Cuando el peón montó se volvió hacia mí –que lo había acompañado hacia el borde del monte donde dejó pastando a su caballo– y en voz baja me dijo: "Tenga los ojos abiertos. Pa' mi que el bicho ese... Anda suelto. No sé por qué; pero por si las moscas..."

− Bien... estaremos atentos  −le prometí llamarlo ante cualquier eventualidad. Lo vi alejarse lentamente, mientras prendía su tabaco armado minutos antes cerca del fogón, mientras amargueaba.

Al regresar al campamento los amigos estaban en silencio y mirando hacia la otra orilla. Uno de ellos tomó la cámara de fotos e hizo un par de disparos. Al verme llegar se acercó y me mostró la última foto. Me sorprendió.

Para este campamento nos organizamos mejor que para la vez anterior. Éramos los mismos seis y eso era bueno. Dos irían a cazar mulitas con el perro; dos cocinamos el cordero recién carneado en la madrugada, cuando llegamos al puesto de doña Rica. Los otros dos pescarían.

Eduardo y yo nos dividimos tareas. Él fue a buscar más leña y yo preparé la carne. Armé los fierros para encajar el cordero que lo haríamos a la estaca. Arrimé más leña y distribuí brazas. A mi costado se calentaba agua. La olla con la grasa se enfriaba más allá. Los que pescaban estaban absortos en lo suyo. Uno de ellos, sin embargo, oteaba en dirección a la otra orilla. No decía nada; pero estaba atento, o mejor serpa decir, lucía preocupado. Resté importancia al asunto. Quizás aún estaban con sueño. En realidad no habíamos dormido esa noche, pues estuvimos viajando toda la noche para llegar a la laguna.

Eduardo volvió con ramas y con una sonrisa extraña. Le pregunté qué pasaba.

? ¡No vas a creer! –me dijo. Seguía sonriendo pero con una sonrisa involuntaria.

?  ¿Qué... no voy a creer? –le respondí, mientras me servía un mate y me acomodaba en la silla plegable.

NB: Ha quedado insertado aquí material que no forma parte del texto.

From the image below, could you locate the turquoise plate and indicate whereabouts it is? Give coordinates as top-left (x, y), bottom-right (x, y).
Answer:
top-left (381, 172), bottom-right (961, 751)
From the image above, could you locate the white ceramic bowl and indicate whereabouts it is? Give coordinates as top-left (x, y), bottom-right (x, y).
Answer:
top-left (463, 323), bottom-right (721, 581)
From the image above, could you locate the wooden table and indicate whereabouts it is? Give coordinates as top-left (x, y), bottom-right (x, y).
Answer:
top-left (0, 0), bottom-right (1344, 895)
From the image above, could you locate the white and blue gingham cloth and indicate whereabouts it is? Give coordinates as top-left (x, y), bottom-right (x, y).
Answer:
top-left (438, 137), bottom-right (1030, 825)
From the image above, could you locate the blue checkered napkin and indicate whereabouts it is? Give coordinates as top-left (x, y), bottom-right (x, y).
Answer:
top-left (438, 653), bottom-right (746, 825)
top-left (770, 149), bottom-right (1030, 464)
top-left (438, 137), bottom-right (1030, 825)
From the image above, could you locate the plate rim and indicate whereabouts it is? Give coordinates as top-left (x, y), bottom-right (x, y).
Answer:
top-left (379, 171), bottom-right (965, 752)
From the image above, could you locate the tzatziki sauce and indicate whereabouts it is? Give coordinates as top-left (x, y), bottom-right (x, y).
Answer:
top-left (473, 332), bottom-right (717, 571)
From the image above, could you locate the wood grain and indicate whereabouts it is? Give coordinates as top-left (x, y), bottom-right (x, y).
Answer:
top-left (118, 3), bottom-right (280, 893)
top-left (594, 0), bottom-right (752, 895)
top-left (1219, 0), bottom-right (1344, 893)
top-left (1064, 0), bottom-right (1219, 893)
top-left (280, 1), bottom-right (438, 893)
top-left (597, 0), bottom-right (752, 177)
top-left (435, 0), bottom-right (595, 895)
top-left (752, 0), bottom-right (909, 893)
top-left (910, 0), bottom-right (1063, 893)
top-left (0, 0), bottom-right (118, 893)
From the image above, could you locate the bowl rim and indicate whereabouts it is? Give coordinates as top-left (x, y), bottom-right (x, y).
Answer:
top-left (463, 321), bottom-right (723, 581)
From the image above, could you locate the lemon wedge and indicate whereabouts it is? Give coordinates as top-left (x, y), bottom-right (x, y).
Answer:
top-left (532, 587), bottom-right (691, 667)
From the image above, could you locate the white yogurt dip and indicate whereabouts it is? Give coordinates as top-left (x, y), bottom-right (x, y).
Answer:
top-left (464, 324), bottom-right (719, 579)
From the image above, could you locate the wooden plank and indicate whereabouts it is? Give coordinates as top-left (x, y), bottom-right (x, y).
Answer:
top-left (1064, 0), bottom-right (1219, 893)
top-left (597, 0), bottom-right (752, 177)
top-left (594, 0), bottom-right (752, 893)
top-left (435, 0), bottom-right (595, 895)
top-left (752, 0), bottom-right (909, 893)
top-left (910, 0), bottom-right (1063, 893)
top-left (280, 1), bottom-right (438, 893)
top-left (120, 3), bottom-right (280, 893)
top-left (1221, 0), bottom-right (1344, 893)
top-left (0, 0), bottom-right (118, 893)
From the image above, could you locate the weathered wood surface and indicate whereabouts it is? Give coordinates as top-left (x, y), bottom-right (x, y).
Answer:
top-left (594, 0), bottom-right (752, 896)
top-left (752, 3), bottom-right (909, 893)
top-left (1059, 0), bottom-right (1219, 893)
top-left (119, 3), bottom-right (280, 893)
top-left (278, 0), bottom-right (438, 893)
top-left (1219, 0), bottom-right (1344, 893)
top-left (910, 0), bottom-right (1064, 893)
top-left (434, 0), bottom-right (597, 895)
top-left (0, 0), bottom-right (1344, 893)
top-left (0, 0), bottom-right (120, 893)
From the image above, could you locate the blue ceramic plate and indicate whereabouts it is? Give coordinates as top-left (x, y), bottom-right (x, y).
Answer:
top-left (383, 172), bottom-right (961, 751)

? Escuchá... –me dijo, al tiempo que reproducía una grabación hecha con su celular.

? ¡Y eso! Es como un gruñido... –exclamé al escuchar; pero que también fue oído por los pescadores. Los que se acercaron. Eduardo volvió reproducir el audio.

? No estamos solos... –dijo Gustavo, al tiempo que agregó: "Me pareció ver algo del otro lado".

Recordé la imagen capturada por la máquina un rato antes.

? ¡Sos un cagón! – le gritó "Chuleta" -el hijo- que siguió pescando.  Tras decir eso sintió un tirón en la tanza y dio un manotazo firme, recogió y tiró con fuerza al pescado fuera, hacia atrás, al pasto. Le brillaban los ojos de alegría. Todos soltamos al unísono una estruendosa carcajada. Como la zona está rodeada por el monte y como en un bajo eso pareció retumbar. Como un eco se oyó. El chiquilín bailaba de alegría alrededor de la fogata. Era el único que hasta ahora había pescado algo. Volvió a encarnar el anzuelo, y ató a una rama la tanza, para ir en busca de una taza de leche chocolatada, caliente. Había leche en polvo y chocolate sólo para él, el resto preferíamos un mate amargo. Tomó un par de tortas fritas que aún se escurrían en la parrilla. En eso se escuchó un ruido. Nadie dijo nada. Intentamos oír con atención. Sólo el viento movía las hojas y nada raro volvió a oírse el resto del día.